Bild: "Frauenpark" in Kabul. Die Sittenwächter wollen Geschlechtertrennung bei…
BERLIN taz | In einem offenen Brief bitten zahlreiche grüne
Bundestagsabgeordnete Außenminister Guido Westerwelle und
Entwicklungshilfeminister Dirk Niebel (beide FDP) darum, sich für
Frauenrechte in Afghanistan einzusetzen. Hintergrund ist ein Gesetzentwurf
des afghanischen Frauenministeriums vom 13. April, das vordergründig die
horrenden Preise von Hochzeitsfeiern beschränken will, letztlich aber die
Rechte von Frauen beschneiden soll.
Hochzeiten werden in Afghanistan prunkvoll gefeiert, mit üppigen Tafeln,
Livemusik und aufwendiger Hochzeitskleidung. An machen Festen nehmen bis zu
900 Gäste teil. Dadurch verschulden sich manche Brautpaar mitunter auf 10
bis 15 Jahre.
Afghanistan ist eines der ärmsten Länder der Welt. Aber seit dem Sturz der
Taliban 2001 uferten die Hochzeitsfeiern, die unter den Taliban verboten
waren, regelrecht aus. Viele Afghanen begrüßen daher den Plan.
## Hochzeitskleider nach Scharia
##
Das geplante Gesetz will aber nicht nur die Hochzeitskosten beschränken,
sondern ebenso die Frauenrechte, kritisieren internationale
Frauenrechtsorganisationen. So sieht das Papier vor, dass Frauen und Männer
künftig getrennt feiern und dass das Brautpaar und seine Gäste Kleidung
tragen sollen, die der Scharia entspricht, dem religiösen Gesetz des Islam.
Dezidiert angesprochen sind in dem Gesetz aber Frauen. Sie bevorzugen
gewöhnlich schulterfreie und tief ausgeschnittene Brautkleider. Die sollen
sie jetzt nicht mehr tragen dürfen. Artikel 3 Absatz 15 verbietet Kleidung,
die "halbnackt, nackt, transparent oder eng anliegend ist, so dass Teile
des weiblichen Körpers enthüllt" werden.

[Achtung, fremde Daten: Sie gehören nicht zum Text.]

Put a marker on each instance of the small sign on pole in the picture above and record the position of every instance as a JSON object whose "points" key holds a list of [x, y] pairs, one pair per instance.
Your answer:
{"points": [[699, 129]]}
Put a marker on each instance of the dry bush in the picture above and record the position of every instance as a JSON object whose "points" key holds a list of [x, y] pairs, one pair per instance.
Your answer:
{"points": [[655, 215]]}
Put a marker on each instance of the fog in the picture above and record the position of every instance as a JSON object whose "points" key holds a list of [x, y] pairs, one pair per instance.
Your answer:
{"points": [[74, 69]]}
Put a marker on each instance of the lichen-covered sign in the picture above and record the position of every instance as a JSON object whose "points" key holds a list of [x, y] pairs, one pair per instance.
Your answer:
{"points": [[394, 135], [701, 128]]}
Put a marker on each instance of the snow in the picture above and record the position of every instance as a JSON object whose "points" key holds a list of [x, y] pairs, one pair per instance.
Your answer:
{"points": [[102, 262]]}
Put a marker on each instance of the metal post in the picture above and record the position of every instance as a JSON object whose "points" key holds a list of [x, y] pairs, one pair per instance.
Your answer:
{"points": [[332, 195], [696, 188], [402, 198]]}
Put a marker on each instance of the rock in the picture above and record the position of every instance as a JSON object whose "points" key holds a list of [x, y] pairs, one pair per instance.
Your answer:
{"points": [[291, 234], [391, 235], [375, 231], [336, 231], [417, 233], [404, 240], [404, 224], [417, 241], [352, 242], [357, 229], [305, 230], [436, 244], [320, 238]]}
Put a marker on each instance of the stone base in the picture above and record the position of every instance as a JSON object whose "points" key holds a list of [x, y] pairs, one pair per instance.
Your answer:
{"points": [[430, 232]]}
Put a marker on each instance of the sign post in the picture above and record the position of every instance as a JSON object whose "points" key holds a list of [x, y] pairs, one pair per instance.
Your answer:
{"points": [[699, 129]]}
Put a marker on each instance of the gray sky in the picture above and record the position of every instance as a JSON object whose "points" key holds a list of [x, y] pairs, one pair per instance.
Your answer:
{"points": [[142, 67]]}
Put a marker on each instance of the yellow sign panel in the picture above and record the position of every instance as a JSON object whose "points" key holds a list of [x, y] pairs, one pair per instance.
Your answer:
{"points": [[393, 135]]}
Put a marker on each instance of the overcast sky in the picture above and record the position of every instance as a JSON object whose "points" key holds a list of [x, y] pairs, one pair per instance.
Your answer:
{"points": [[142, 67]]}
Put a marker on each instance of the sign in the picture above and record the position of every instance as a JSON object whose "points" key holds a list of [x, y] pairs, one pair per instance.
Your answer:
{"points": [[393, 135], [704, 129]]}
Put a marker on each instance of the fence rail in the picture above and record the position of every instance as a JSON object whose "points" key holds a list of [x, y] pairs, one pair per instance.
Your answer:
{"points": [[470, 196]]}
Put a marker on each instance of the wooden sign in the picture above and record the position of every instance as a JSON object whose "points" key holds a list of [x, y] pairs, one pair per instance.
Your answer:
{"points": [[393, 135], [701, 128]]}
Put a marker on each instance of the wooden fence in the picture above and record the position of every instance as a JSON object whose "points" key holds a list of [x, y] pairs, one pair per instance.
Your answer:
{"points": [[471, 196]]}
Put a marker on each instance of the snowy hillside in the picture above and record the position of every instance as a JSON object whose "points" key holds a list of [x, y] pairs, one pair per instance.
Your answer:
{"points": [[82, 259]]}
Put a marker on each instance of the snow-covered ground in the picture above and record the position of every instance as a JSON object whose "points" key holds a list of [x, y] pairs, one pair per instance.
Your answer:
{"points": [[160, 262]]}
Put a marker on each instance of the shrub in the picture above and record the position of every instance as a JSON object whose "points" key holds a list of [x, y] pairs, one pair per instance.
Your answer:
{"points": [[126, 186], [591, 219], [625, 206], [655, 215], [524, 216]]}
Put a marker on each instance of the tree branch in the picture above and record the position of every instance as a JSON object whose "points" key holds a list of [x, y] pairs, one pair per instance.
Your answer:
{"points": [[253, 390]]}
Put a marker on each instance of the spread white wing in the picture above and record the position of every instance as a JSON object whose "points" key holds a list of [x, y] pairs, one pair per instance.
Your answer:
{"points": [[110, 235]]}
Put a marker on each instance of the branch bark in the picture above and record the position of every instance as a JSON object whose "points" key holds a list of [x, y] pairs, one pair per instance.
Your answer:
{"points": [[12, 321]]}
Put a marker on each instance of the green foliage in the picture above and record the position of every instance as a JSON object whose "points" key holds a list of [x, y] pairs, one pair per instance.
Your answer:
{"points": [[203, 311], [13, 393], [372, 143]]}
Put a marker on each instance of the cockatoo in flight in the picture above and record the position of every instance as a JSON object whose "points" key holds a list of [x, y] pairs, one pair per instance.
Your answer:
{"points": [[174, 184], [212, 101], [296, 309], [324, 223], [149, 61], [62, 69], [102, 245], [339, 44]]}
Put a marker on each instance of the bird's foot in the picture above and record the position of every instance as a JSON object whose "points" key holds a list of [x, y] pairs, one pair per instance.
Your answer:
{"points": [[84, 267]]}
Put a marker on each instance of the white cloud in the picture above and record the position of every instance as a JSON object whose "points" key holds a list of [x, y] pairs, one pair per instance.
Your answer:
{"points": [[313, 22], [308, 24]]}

Außerdem dürfen "moralisch
unzulässige Hochzeitskleider" nicht mehr verkauft oder vermietet werden.
Schneidern, die solche Hochzeitskleider nähen, drohen Strafen: Verstoßen
sie einmal gegen das Verbot, kann es eine Geldstrafe geben, im
Wiederholungsfall verlieren sie ihre Lizenz.
"Vordergründig geht es um die soziale Sicherung junger Familien", sagt
Monika Lazar, frauenpolitische Sprecherin der grünen Bundestagsfraktion und
eine der Unterzeichnerin des Briefs: "Aber das ist leider eine
euphemistische Umschreibung konservativer Trends, die wieder auf dem
Vormarsch sind."
"Erstaunlich ist", sagt Ute Koczy, entwicklungspolitische Sprecherin der
Fraktion, "dass das afghanische Frauenministerium erneut ein Papier
vorlegt, das sich im Grunde gegen Frauen richtet." Im Februar hatte die
Regierung in Kabul versucht, Frauenhäuser unter ihre Kontrolle zu bringen,
die Frauenministerin unterstützte die Forderung.
## Islamisten: "Frauenhäuser fördern Prostitution"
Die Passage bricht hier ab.